Sperimentazione Poli per l’infanzia 0-6 a Torino avviata in tre strutture comunali

I Poli per l’infanzia 0-6 sono strutture che accolgono, in un unico plesso o in edifici vicini, più strutture di educazione e di istruzione per bambine e bambini fino a sei anni di età, nell’ambito di uno stesso percorso educativo, in considerazione dell’età e nel rispetto dei tempi e degli stili di apprendimento di ciascuno. La Giunta Comunale, su proposta dell’Assessora alle Politiche educative Carlotta Salerno, ha approvato l’avvio della fase sperimentale del progetto a partire dall’anno scolastico 2023/2024, dando seguito agli indirizzi del decreto legislativo nr 65 del 2017 “Istituzione del sistema integrato di educazione e di istruzione dalla nascita sino a sei anni”.

I servizi di via Paoli 75, via Braccini 75 (piano terra) e via Roveda 35/1, che già ospitano un nido e una scuola dell’infanzia, hanno le caratteristiche strutturali, unitamente alla presenza di percorsi già avviati in tal senso, per rendere più agevole la realizzazione dei Poli per l’infanzia a partire dall’anno scolastico 2023/2024. Al loro interno sarà sperimentato un modello di gestione organizzativa e un progetto educativo, curato dal Dipartimento Servizi educativi, che saranno oggetto di monitoraggio e valutazione, in modo da trarne riflessioni e indicazioni trasferibili per la realizzazione di altri Poli per l’infanzia in città, anche mediante il coinvolgimento delle scuole statali e di strutture private convenzionate, in attuazione del Sistema Integrato previsto dalla norma nazionale.

Le azioni che saranno messe in campo per realizzare il progetto pedagogico riguarderanno la formazione comune di educatori 0/3 e insegnanti 3/6; la definizione degli aspetti organizzativi, gestionali e contrattuali del personale; il coordinamento pedagogico comune a tutte le realtà coinvolte, indipendentemente dal soggetto/ente di appartenenza; la definizione delle modalità di accesso per garantire continuità alle bambine ed ai bambini fruitori. Per quanto riguarda quest’ultimo  aspetto, nei nuovi Poli sarà  garantita –  come stabilisce il Regolamento della Città di Torino per le altre scuole comunali dell’infanzia –  la continuità nel passaggio dal nido d’infanzia alla scuola dell’infanzia del Polo, con le seguenti modalità: i nuovi iscritti al nido d’infanzia dei costituendi Poli dall’anno scolastico 2023/2024, nonché i frequentanti i medesimi nidi d’infanzia, accederanno alla scuola dell’infanzia del Polo – a partire dall’anno scolastico 2024/2025 – senza dover fare una nuova iscrizione.
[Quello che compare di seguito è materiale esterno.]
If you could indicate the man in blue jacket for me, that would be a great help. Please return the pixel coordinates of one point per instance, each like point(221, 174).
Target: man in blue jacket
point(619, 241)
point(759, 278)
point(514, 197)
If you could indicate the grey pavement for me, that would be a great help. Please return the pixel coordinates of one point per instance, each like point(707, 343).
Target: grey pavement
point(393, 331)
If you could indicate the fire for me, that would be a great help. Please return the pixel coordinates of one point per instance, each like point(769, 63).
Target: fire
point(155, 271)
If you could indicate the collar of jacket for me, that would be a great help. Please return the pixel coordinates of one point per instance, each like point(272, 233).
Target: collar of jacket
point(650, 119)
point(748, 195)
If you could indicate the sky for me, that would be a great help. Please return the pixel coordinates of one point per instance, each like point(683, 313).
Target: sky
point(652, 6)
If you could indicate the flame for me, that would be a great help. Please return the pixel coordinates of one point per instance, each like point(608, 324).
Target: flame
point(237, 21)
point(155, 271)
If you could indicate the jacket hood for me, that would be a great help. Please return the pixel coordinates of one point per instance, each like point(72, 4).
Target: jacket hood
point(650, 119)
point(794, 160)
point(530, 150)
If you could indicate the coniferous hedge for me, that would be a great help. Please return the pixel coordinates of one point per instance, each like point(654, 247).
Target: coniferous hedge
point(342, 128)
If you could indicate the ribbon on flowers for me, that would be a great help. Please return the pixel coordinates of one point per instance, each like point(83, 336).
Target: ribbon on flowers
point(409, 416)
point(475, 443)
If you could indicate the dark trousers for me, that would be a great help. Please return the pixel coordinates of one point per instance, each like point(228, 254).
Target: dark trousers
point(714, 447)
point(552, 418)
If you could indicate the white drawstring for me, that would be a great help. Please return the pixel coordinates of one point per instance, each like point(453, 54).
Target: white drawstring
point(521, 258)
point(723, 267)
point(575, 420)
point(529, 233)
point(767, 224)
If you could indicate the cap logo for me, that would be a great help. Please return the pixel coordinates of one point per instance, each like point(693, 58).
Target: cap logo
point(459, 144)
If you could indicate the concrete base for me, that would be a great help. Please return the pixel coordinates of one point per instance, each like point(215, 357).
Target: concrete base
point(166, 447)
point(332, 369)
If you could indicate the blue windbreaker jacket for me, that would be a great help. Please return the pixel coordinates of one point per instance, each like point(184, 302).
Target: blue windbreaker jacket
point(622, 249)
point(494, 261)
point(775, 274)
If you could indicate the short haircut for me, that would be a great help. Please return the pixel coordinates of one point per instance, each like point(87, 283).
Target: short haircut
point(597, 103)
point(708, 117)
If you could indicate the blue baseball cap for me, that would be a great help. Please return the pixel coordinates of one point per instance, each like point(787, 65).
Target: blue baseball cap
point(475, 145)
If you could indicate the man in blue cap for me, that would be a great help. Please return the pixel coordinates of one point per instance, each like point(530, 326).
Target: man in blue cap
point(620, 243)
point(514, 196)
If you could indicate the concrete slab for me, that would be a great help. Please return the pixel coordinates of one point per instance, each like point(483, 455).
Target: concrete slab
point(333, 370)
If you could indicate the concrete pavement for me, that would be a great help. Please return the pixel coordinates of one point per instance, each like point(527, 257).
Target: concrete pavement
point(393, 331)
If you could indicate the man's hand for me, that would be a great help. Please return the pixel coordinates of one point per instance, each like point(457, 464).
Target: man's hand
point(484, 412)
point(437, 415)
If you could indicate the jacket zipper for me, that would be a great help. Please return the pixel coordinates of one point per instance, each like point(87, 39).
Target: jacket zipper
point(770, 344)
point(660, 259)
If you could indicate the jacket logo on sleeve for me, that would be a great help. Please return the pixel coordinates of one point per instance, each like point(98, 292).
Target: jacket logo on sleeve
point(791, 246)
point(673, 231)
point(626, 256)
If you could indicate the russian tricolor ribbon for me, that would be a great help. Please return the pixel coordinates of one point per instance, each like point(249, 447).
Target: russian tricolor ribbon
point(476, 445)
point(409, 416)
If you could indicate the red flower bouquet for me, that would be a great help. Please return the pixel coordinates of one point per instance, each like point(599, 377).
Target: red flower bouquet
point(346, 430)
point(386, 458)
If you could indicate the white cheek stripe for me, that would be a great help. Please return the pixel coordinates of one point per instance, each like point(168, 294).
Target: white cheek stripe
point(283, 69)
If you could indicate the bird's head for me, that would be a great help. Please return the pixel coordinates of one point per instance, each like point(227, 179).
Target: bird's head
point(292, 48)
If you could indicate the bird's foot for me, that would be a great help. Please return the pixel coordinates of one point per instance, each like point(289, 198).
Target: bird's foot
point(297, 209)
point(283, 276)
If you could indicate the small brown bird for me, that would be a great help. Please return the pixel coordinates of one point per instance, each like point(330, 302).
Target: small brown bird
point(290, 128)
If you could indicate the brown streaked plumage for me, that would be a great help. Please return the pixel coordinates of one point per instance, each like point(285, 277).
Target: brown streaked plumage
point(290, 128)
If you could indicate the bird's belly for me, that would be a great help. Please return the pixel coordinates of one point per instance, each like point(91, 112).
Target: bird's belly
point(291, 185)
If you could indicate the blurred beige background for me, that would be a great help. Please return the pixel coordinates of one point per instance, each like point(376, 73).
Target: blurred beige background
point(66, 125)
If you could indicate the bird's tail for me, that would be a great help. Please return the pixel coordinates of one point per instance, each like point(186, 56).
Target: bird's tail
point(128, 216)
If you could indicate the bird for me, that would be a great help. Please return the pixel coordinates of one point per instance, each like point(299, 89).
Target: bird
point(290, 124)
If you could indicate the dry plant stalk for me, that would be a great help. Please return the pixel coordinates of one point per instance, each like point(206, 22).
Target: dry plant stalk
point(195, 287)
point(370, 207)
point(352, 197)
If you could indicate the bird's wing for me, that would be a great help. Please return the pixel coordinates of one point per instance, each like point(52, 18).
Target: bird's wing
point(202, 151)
Gli eventuali posti che, al termine della procedura, risultassero liberi saranno assegnati attraverso la graduatoria unica cittadina.

Le strutture sono state individuate dal gruppo di lavoro costituito dal Dipartimento Servizi educativi, con la partecipazione di Università e Politecnico di Torino, Indire, Fondazione per l’Architettura, Fondazione Links, Fondazione Compagnia di San Paolo,  nell’ambito del percorso di ricerca e approfondimento pedagogico/educativo avviato per meglio comprendere le caratteristiche principali dei Poli per l’infanzia. Il gruppo ha anche accompagnato la progettazione di nuovi Poli, finanziati con il PNRR, che saranno edificati in via Pietro Giuria e in via Verolengo. I Poli per l’infanzia si caratterizzano quali laboratori permanenti di ricerca, innovazione, partecipazione e apertura al territorio, anche al fine di favorire la massima flessibilità e diversificazione per il miglior utilizzo delle risorse, condividendo servizi generali, spazi collettivi e risorse professionali. Possono diventare punto di aggregazione di servizi formativi, di momenti di incontro, eventi culturali, scambi e gemellaggi, sostegno alla genitorialità, caratterizzandosi come un vero e proprio “centro risorse” educative.”

La sperimentazione dei primi tre Poli per l’infanzia è un passo significativo verso la concretizzazione di quel percorso educativo unitario che vogliamo coinvolga le bambine e i bambini da 0 a 6 anni e che viene indicato anche dalla normativa nazionale – dichiara Carlotta Salerno -. Nei prossimi anni due poli per l’infanzia verranno costruiti ex novo, ma disponendo già di alcuni edifici con caratteristiche strutturali ed educative compatibili, abbiamo deciso di iniziare e dare un ulteriore impulso. Grazie alle professionalità tecniche, amministrative e pedagogiche, il percorso 0-6 prende sempre più forma”.